ONU O LA IGLESIA DE MALTHUS

Las críticas esta vez no vienen de países tercermundistas. Es nada menos que "The Wall Street Journal" quien atacó duramente el "fundamentalismo" anti-población de la Organización de las Naciones Unidas (ONU), en una nota editorial del pasado 6 de julio, titulada irónicamente "La Iglesia de Malthus". En ella señala que las naciones occidentales no deberían contribuir a financiar el fanatismo de las burocracias controlistas. Según el The Wall Street Journal, la idea maltusiana de que la población crece exageradamente respecto de los recursos humanos "se ha convertido en una ortodoxia establecida, completada con sus sumos sacerdotes y sus devotos", especialmente al interior de la burocracia de la ONU.

Durante décadas, la ONU ha sostenido que el desarrollo económico dependía del control poblacional, dice el influyente diario neoyorquino; pero señala que en años recientes, sin embargo, los esfuerzos se han visto cuestionados con revelaciones sobre abortos forzados en China, esterilizaciones forzadas en la India y así por el estilo. Según el diario, "el mundo sería un lugar más pacífico si a las naciones se les permite producir sus propias legislaciones por sí mismas", en vez de aplicar mundialmente las pretensiones de una burocracia internacional -lease ONU-. Pero la autonomía y la diversidad no son una vía para la ONU".

En este sentido The Wall Street Journal critica el intervencionismo de la ONU, cuyo Comité contra la Discriminación de la Mujer, por ejemplo, expresó "preocupación" porque la legislación chilena no permitiera el aborto y el divorcio. "Y aunque su discurso sobre reducir población se amortigua con términos como 'libertad individual' o 'elección', su contexto "es el de un mundo donde más bebés -especialmente bebés amarillos, marrones o negros- son vistos como un mal que amenaza el bienestar de todos", denuncia el diario.
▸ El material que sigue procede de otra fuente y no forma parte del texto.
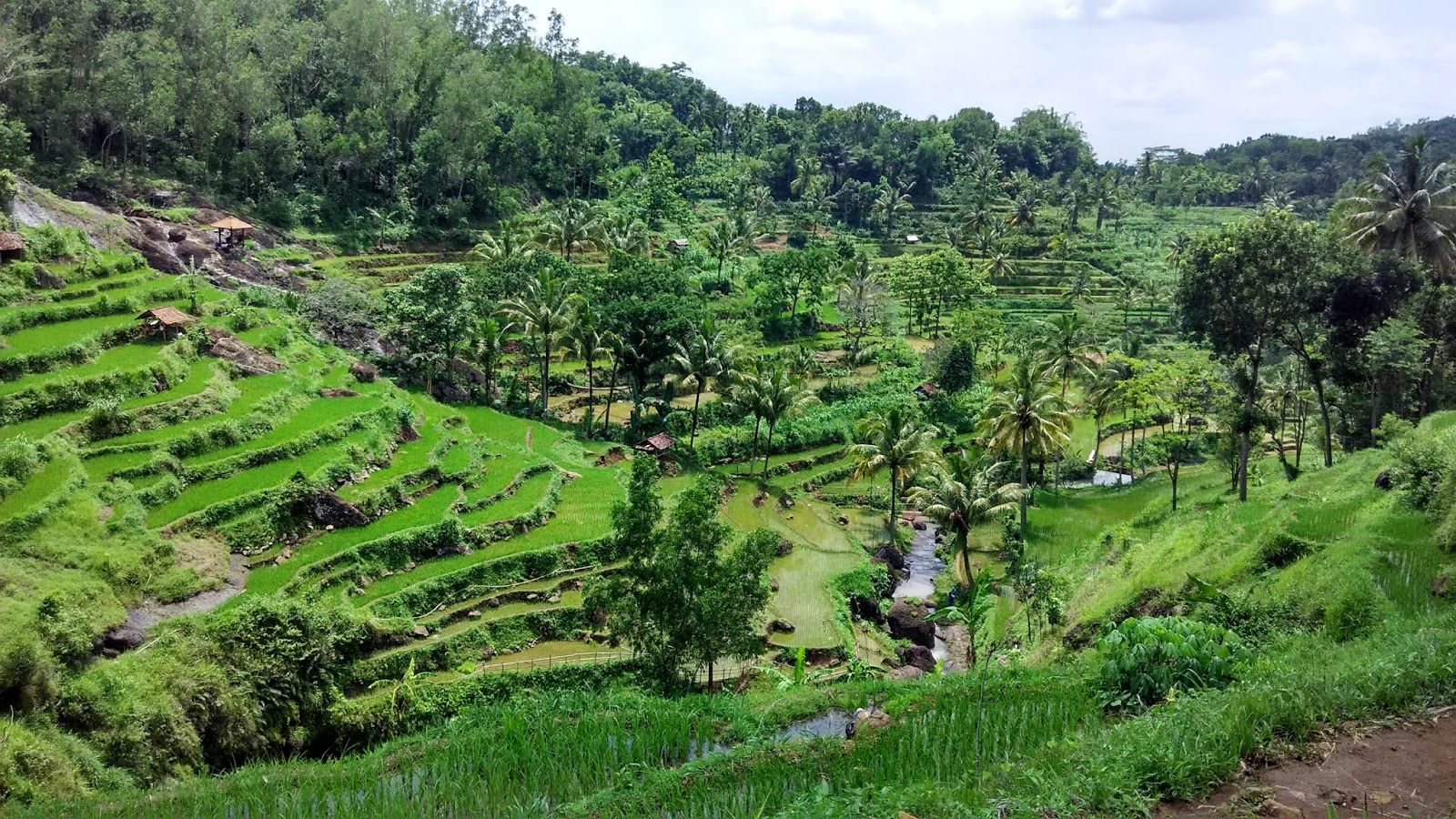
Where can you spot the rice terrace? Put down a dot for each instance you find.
(407, 410)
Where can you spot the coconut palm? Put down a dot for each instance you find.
(1065, 347)
(705, 361)
(587, 339)
(727, 241)
(543, 310)
(961, 494)
(488, 347)
(509, 242)
(626, 235)
(568, 228)
(778, 395)
(1104, 394)
(1409, 208)
(895, 442)
(618, 350)
(1024, 416)
(892, 203)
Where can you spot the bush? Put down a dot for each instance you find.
(1356, 611)
(1149, 659)
(1279, 550)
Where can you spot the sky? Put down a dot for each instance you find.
(1135, 73)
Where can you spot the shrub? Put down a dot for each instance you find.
(1150, 658)
(1356, 611)
(1279, 550)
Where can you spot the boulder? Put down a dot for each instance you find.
(245, 356)
(907, 622)
(893, 557)
(917, 656)
(335, 511)
(363, 372)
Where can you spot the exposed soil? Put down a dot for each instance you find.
(1407, 771)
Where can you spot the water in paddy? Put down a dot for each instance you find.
(922, 567)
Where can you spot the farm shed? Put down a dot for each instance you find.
(657, 446)
(167, 319)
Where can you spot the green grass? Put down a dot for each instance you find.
(526, 497)
(312, 417)
(124, 358)
(424, 511)
(201, 496)
(40, 487)
(55, 336)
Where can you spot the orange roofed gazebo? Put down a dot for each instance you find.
(232, 232)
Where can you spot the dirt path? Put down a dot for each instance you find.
(1405, 773)
(152, 612)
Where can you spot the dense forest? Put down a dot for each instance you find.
(443, 114)
(404, 411)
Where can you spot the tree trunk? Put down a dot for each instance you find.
(698, 397)
(1324, 419)
(768, 450)
(1249, 423)
(1026, 490)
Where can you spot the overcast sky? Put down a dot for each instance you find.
(1136, 73)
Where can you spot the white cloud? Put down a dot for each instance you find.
(1191, 73)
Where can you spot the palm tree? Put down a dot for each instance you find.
(587, 339)
(1067, 349)
(509, 242)
(1104, 394)
(779, 395)
(892, 203)
(1410, 210)
(570, 228)
(488, 347)
(727, 241)
(1026, 414)
(1024, 208)
(705, 361)
(618, 350)
(628, 235)
(965, 493)
(895, 442)
(543, 310)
Todos esos argumentos son una repetición del catastrofismo del controlista Paul Ehlrich, que en 1974 señalaba que el mundo estaba al borde de la hambruna generalizada, o del presidente del Banco Mundial, Robert McNamara, para quien la sobrepoblación era una amenaza mayor a la guerra termonuclear. "Lo que no oiremos de la ONU -señala el Wall Street Journal- es que las noticias desde el terreno son muy diferentes. Un informe del Banco Mundial señaló que en casi cualquier índice imaginable -mortalidad infantil, expectativa de vida, consumo de calorías, educación primaria- la vida ha ido mejorando, y que los más grandes avances se han producido en el Tercer Mundo".

"Ciertamente el mensaje aquí es que la manera de mejorar la vida de los pueblos del Tercer Mundo no descansa en el sendero favorito de la ONU de confabuladores internacionales, que descubren cada vez más 'derechos' -especialmente el tipo de 'derechos' que no pueden obtenerse sin la masiva expansión de los servicios estatales-", y agrega que las naciones occidentales no deberían "seguir extrayendo aún más dólares de sus propios trabajadores para financiar programas encaminados a limitar el número de pobres". "En el esfuerzo del Cairo de la ONU, lamentablemente, lo que esencialmente se nos deja es una iglesia que intenta desesperadamente pintar un nuevo rostro al ya desacreditado credo maltusiano".

Por otra parte (ACI, jul 24), quizá confirmando lo anterior, la División de Población del Departamento de Asuntos Económicos de la ONU lanzó su primer cuadro estadístico titulado Envejecimiento Poblacional 1999, que reconoce oficialmente la existencia del problema a nivel mundial, cuyas raíces se encuentran en las políticas controlistas promovidas por el propio organismo. Este sería tema muy interesante para otro comentario.